Owners and staff have to face the new normal during the COVID-19 pandemic as local restaurants are allowed to reopen

Pond+Farm+Brewing+Company+a+brewpub+in+San+Rafael+on+Tuesday%2C+September+15

Isabella Nash

Pond Farm Brewing Company a brewpub in San Rafael on Tuesday, September 15

In May, California Governor Gavin Newsom (D) began allowing restaurants to reopen after months of mandated COVID-19 safety closures. In order to remain open local restaurants now need to follow many COVID-19 restrictions.  

Many local restaurants, such as Fairfax Italian eatery Fradelizio’s, are doing their best to appease these safety precautions. 

“We’re constantly washing our hands, we’re wearing our masks all day, we sanitize everything, we do it like every half hour and if one thing is touched, we sanitize it. Pens, anything that goes on hands, gets cleaned immediately,” Cindy Giorgi, manager of Fradelizio’s, said.

Fradelizio’s has started seating parties at outside tables. These parties can be up to four people preferably from the same household.

Fradelizio’s an Italian restaurant in the middle of Fairfax on Tuesday, September 15 (Isabella Nash)

Nick Rubbo, the taproom manager at Pond Farm Brewing Company in San Rafael is one of the many restaurant managers grappling with the risks of reopening. 

“Safety was our first concern of the staff, and obviously the guests… We keep it touchless, safer… you know, making sure people wear masks… or if you get up to use the restroom we ask that you don’t move around… we have hand sanitizer around for guests to use, for staff to use, we have sanitizing solutions to clean down tables, stools, seats, we have an hourly log that we clean the restrooms with,” Rubbo said.

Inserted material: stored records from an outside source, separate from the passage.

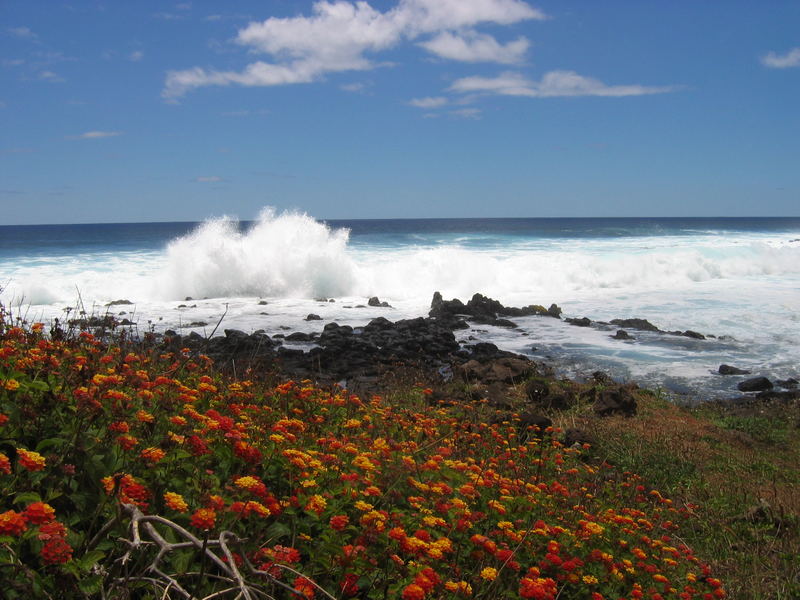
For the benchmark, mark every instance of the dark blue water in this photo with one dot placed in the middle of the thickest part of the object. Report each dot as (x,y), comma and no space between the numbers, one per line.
(48,240)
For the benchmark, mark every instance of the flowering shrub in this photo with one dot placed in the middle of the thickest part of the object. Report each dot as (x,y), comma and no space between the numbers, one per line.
(309,492)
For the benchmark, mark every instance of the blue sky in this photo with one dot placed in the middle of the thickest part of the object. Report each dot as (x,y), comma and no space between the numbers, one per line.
(159,111)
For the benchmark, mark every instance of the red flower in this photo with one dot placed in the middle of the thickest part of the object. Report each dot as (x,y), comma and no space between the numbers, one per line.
(339,522)
(413,592)
(204,518)
(303,585)
(5,464)
(12,523)
(40,512)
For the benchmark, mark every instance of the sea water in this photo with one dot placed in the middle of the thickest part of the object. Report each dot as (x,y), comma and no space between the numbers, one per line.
(737,279)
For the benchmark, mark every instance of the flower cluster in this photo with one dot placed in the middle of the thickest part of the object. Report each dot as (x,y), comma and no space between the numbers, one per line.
(366,497)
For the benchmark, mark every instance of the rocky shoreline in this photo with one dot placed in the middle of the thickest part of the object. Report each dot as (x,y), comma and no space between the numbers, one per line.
(360,357)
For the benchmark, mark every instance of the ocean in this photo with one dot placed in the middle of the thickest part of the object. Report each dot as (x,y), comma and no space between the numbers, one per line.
(737,279)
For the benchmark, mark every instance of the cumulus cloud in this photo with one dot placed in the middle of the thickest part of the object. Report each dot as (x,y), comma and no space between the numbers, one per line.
(22,32)
(50,76)
(339,35)
(553,84)
(95,135)
(782,61)
(472,46)
(430,102)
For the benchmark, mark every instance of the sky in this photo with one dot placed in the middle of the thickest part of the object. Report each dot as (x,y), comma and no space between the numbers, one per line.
(178,111)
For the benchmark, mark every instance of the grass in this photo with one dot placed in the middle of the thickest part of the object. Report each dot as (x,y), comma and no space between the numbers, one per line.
(740,467)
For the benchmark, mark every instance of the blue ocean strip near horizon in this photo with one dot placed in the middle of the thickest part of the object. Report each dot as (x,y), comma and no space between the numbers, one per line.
(734,278)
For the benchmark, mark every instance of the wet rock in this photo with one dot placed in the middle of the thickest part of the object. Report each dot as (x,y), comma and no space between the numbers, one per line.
(582,322)
(375,301)
(537,390)
(642,324)
(756,384)
(532,424)
(730,370)
(692,334)
(299,336)
(119,302)
(574,436)
(615,401)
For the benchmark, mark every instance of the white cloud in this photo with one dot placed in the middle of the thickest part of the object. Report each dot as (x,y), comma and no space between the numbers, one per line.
(472,46)
(338,35)
(22,32)
(355,88)
(430,102)
(778,61)
(553,84)
(95,135)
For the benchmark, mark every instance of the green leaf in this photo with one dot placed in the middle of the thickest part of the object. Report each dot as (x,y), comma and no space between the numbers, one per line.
(279,530)
(90,559)
(48,443)
(38,385)
(91,585)
(27,498)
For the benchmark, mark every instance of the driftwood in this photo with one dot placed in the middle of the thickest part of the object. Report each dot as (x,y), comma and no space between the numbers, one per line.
(144,535)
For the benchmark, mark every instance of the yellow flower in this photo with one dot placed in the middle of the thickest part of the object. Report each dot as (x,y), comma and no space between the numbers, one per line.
(175,502)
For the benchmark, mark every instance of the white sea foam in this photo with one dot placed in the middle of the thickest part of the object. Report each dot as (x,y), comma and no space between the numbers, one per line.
(286,255)
(742,285)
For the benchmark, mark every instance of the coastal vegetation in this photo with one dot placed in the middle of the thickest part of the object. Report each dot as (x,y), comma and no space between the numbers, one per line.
(129,470)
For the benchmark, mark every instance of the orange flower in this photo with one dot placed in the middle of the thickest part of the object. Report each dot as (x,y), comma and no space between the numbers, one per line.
(304,586)
(32,461)
(175,502)
(5,464)
(12,523)
(127,442)
(413,592)
(152,455)
(40,512)
(51,530)
(56,551)
(204,518)
(316,504)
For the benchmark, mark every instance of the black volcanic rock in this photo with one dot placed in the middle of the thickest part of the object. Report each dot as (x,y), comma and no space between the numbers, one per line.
(729,370)
(642,324)
(756,384)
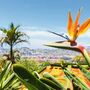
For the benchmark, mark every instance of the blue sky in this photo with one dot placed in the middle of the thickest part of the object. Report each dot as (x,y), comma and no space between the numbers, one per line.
(38,16)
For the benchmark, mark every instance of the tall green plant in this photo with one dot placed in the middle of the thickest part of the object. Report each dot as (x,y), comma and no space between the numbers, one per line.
(8,80)
(12,37)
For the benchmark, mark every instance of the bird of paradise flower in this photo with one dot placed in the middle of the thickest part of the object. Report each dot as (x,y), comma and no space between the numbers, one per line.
(74,29)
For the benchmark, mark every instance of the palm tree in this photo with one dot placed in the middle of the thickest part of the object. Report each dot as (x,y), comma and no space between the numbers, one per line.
(12,37)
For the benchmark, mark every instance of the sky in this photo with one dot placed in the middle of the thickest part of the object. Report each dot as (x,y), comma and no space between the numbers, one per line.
(36,17)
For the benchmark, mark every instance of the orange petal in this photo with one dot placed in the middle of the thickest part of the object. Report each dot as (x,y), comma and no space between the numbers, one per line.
(84,27)
(69,24)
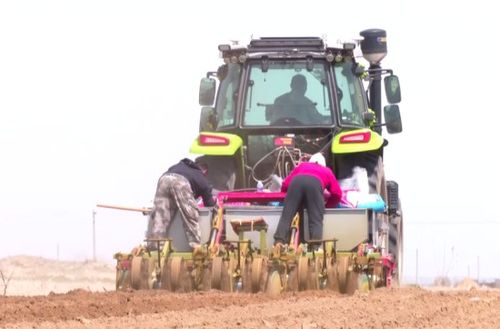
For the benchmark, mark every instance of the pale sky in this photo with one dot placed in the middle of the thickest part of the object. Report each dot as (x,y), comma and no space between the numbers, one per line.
(98,98)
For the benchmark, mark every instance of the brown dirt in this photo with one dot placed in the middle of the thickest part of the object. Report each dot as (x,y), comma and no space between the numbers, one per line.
(408,307)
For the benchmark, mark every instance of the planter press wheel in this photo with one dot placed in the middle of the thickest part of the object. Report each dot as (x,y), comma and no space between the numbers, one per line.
(303,272)
(274,283)
(343,273)
(122,279)
(177,276)
(258,266)
(317,282)
(332,276)
(136,278)
(217,264)
(228,268)
(378,277)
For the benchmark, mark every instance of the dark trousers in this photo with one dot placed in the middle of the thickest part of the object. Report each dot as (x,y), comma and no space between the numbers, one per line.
(303,192)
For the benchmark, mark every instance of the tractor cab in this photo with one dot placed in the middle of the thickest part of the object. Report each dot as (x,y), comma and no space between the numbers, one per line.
(277,101)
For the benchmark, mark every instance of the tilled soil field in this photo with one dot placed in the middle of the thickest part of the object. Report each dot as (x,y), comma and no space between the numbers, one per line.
(407,307)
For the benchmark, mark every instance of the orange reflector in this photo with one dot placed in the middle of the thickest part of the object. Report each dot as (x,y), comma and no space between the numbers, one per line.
(213,140)
(363,137)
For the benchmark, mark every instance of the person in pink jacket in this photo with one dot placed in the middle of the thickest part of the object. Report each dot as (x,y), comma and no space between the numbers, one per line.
(305,188)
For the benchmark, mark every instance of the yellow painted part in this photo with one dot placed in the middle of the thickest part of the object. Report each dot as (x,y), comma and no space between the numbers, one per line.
(376,141)
(235,143)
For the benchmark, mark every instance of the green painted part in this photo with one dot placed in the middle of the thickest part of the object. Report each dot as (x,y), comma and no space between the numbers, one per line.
(376,141)
(235,143)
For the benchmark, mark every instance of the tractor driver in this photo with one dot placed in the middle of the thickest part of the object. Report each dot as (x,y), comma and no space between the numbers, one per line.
(177,189)
(294,107)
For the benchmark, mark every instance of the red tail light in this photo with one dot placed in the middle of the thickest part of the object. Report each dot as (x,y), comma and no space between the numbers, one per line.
(284,141)
(213,140)
(363,137)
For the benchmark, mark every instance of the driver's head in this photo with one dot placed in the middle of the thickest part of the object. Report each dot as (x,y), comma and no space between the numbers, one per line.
(299,84)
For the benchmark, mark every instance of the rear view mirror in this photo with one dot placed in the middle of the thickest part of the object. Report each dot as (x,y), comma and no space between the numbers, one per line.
(207,119)
(392,89)
(393,122)
(207,92)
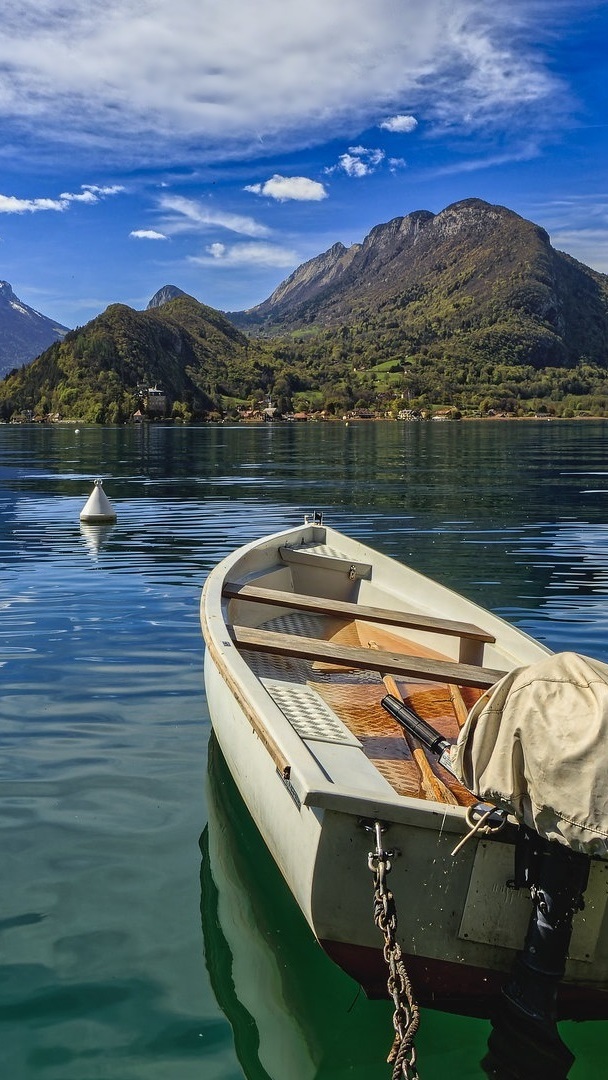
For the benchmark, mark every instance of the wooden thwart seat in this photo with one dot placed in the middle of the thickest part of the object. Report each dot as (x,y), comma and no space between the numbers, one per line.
(393,663)
(321,605)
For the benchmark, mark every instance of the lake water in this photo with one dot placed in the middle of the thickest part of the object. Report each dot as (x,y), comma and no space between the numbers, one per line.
(136,940)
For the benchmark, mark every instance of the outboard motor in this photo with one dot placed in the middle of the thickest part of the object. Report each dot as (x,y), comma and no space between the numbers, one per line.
(537,746)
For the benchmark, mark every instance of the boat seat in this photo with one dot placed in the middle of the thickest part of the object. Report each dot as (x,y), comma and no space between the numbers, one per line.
(321,605)
(369,659)
(326,558)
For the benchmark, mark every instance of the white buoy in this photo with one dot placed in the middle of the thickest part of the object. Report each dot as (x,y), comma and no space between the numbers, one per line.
(98,508)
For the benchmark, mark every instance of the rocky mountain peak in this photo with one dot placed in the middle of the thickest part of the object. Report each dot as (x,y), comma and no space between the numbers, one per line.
(164,295)
(24,332)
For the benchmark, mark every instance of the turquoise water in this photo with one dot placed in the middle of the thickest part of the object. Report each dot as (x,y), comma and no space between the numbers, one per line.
(142,932)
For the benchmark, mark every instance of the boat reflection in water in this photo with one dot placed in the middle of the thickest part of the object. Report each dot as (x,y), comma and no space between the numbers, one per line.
(294,1013)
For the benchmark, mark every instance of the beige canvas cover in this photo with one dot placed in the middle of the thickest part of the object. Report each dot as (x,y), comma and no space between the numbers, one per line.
(537,745)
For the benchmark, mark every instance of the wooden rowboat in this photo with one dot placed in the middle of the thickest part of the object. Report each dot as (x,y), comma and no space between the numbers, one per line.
(305,633)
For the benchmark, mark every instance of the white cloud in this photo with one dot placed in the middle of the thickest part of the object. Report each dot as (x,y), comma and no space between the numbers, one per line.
(577,225)
(400,123)
(359,161)
(147,234)
(90,193)
(283,188)
(189,215)
(140,76)
(246,254)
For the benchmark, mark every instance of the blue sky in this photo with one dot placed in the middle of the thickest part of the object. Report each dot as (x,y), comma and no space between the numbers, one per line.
(216,145)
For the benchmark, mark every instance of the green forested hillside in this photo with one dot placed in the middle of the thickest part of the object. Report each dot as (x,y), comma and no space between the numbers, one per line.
(471,308)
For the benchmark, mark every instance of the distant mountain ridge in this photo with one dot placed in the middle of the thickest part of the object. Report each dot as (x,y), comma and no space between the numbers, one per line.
(164,295)
(465,278)
(471,307)
(24,332)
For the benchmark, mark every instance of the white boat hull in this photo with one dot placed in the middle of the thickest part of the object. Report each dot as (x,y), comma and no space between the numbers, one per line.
(312,796)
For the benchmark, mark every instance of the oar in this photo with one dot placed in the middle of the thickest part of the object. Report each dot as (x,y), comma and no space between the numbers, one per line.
(430,784)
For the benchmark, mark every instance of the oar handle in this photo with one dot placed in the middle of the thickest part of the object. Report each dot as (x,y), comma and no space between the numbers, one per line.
(408,719)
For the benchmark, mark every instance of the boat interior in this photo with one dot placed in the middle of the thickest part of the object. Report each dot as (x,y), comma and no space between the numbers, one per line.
(327,660)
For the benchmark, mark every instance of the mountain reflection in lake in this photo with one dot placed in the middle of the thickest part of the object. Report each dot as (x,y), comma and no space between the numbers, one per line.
(104,728)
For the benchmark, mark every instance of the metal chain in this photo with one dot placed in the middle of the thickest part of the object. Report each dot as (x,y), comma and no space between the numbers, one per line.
(406,1015)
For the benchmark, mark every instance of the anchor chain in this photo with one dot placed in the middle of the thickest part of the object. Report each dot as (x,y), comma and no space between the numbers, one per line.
(406,1015)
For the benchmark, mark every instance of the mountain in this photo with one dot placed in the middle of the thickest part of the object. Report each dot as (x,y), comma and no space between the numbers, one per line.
(164,295)
(475,280)
(102,372)
(24,333)
(471,308)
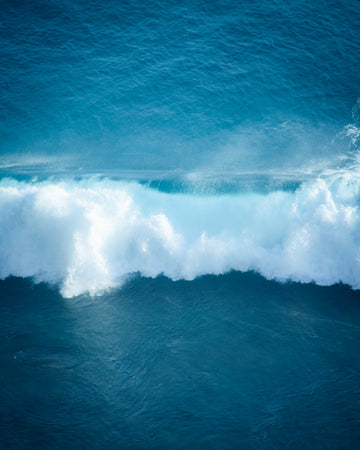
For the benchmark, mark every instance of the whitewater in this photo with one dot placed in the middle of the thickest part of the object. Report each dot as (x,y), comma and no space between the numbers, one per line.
(91,234)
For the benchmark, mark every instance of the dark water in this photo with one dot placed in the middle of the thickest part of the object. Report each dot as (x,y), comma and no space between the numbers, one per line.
(220,362)
(193,144)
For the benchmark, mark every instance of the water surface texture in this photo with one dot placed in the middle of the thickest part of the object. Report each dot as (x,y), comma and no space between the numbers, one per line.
(180,224)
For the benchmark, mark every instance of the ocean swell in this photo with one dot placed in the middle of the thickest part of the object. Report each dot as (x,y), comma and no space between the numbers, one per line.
(88,235)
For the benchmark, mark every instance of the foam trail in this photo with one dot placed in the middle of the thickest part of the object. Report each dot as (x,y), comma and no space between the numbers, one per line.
(88,235)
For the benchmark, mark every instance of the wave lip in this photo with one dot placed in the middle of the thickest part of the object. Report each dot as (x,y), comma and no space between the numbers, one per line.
(89,235)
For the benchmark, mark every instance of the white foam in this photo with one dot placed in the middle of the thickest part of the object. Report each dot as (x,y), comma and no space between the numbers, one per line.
(88,235)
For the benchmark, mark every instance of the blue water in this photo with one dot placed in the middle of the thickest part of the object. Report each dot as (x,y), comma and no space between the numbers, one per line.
(179,224)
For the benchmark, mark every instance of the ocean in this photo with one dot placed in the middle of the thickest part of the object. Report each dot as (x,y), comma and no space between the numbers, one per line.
(180,224)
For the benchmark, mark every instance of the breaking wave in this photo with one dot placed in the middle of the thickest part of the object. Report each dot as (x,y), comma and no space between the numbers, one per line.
(88,235)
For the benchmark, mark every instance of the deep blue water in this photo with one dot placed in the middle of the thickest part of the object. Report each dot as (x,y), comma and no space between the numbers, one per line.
(179,224)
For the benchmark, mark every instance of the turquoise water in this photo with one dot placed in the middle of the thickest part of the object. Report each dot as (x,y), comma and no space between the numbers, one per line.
(179,224)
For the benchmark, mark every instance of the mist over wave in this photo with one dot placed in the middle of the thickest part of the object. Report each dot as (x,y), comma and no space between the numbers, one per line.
(88,235)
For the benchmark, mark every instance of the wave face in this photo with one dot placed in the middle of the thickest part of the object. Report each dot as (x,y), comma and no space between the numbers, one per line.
(88,235)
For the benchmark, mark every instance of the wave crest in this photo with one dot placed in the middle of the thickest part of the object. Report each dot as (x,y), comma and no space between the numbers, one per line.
(88,235)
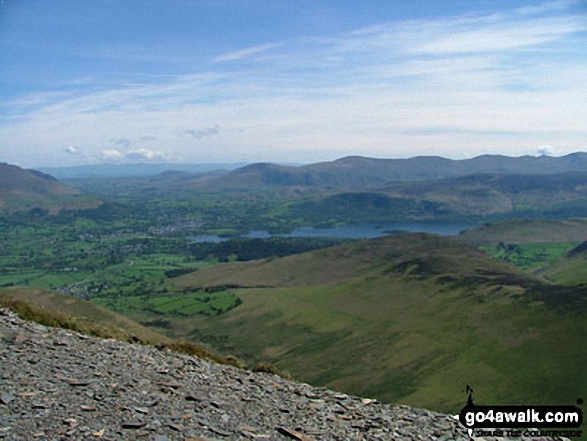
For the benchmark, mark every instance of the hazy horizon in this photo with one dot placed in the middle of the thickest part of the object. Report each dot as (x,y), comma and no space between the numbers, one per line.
(227,81)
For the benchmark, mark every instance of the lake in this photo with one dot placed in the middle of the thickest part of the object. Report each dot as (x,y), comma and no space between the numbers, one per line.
(363,231)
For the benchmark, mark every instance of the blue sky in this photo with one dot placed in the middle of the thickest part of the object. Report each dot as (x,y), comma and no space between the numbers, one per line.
(289,81)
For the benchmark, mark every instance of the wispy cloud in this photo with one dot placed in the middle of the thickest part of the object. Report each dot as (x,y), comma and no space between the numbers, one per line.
(203,133)
(477,82)
(247,52)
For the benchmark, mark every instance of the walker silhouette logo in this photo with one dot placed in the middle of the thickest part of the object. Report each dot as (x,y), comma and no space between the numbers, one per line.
(476,417)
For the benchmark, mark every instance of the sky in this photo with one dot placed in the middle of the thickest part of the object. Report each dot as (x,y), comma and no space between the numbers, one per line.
(289,81)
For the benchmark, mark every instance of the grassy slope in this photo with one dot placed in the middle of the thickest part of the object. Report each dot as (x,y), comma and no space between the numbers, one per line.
(84,311)
(527,231)
(409,319)
(22,190)
(569,269)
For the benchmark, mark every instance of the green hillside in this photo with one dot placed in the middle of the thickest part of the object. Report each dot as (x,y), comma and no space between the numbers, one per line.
(26,190)
(570,268)
(407,319)
(527,232)
(87,315)
(357,172)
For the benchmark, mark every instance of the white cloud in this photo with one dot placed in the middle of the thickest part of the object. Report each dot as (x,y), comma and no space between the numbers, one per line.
(145,155)
(203,133)
(112,155)
(244,53)
(478,84)
(72,150)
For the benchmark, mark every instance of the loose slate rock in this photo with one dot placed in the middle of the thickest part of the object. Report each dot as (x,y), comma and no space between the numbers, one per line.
(141,392)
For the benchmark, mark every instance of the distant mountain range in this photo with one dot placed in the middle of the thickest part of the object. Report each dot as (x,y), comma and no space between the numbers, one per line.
(133,170)
(345,173)
(22,189)
(408,318)
(356,172)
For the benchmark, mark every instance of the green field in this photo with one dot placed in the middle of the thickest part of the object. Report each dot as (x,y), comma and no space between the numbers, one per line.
(406,319)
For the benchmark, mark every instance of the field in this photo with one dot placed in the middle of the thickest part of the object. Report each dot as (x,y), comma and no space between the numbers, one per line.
(406,319)
(410,321)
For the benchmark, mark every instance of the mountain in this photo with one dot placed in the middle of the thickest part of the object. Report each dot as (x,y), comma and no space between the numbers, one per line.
(133,170)
(484,194)
(83,314)
(570,269)
(523,231)
(356,172)
(409,318)
(65,385)
(23,190)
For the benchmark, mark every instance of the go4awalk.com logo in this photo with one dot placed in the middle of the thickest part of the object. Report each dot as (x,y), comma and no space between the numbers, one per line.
(510,419)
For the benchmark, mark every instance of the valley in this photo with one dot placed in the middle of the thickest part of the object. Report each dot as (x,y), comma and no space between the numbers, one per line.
(405,317)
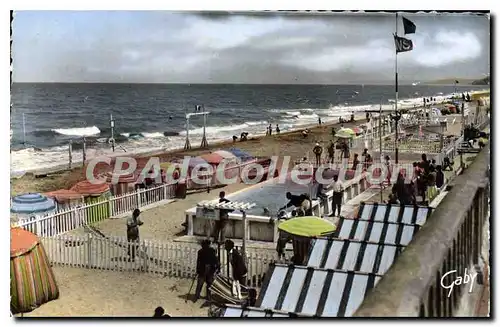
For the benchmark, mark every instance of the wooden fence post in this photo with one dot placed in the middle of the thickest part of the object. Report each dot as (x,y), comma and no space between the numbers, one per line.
(89,251)
(138,198)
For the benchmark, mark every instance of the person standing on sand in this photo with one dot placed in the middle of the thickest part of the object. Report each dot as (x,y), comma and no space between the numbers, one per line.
(331,152)
(207,265)
(318,150)
(220,225)
(237,263)
(338,192)
(133,224)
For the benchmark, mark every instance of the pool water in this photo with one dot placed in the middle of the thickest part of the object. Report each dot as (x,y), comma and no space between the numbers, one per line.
(269,195)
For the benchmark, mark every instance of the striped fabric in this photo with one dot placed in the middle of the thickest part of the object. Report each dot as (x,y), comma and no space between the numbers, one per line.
(32,281)
(301,247)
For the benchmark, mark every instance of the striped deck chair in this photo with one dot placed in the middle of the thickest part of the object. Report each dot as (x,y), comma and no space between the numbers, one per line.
(226,291)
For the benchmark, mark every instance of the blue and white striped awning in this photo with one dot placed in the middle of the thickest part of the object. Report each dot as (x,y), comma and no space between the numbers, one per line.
(232,311)
(32,203)
(353,255)
(415,215)
(375,231)
(314,291)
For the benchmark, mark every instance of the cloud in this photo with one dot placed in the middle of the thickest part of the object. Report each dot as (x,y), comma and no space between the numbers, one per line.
(241,48)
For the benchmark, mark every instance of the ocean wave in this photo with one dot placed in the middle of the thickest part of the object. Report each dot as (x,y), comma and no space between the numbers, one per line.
(148,134)
(78,131)
(223,129)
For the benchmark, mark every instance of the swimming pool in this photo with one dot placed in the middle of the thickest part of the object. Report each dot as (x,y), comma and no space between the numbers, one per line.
(270,195)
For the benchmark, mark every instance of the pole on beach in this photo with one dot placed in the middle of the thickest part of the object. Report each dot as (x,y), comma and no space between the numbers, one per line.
(396,103)
(70,150)
(463,136)
(204,143)
(245,231)
(112,123)
(380,142)
(24,130)
(84,149)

At the beginning of the COVID-19 pandemic some companies ran into obstacles ordering supplies and ingredients. While neither Fradelizio’s nor Pond Farm Brewing Company had any problems procuring ingredients, Rubbo says that early on it was difficult to get a hold of aluminum cans as this was the only way they could sell their beer. 

“A lot of taprooms like ourselves were focused on selling beer in the taproom, [this] was a large portion of our kind of business,” Rubbo said. However, the breweries in this area were able to lend each other some supplies.

As for how their businesses were faring, Rubbo mentioned that it’s challenging to go from a busy taproom where people can roam around to having to be socially distanced in smaller groups. However, both Giorgi and Rubbo had different successes and struggles.

 “[Reopening has] definitely had its challenges…you know big events in our back room with you know all sorts of birthday parties, holiday events, our Oktoberfest event would’ve been around this time. Those things are missed, you know?” Rubbo said.

At this time restaurants are doing everything in their power to adjust to these new circumstances. The pandemic is a new experience for everyone, and local businesses are doing all they can to ensure the safety of others.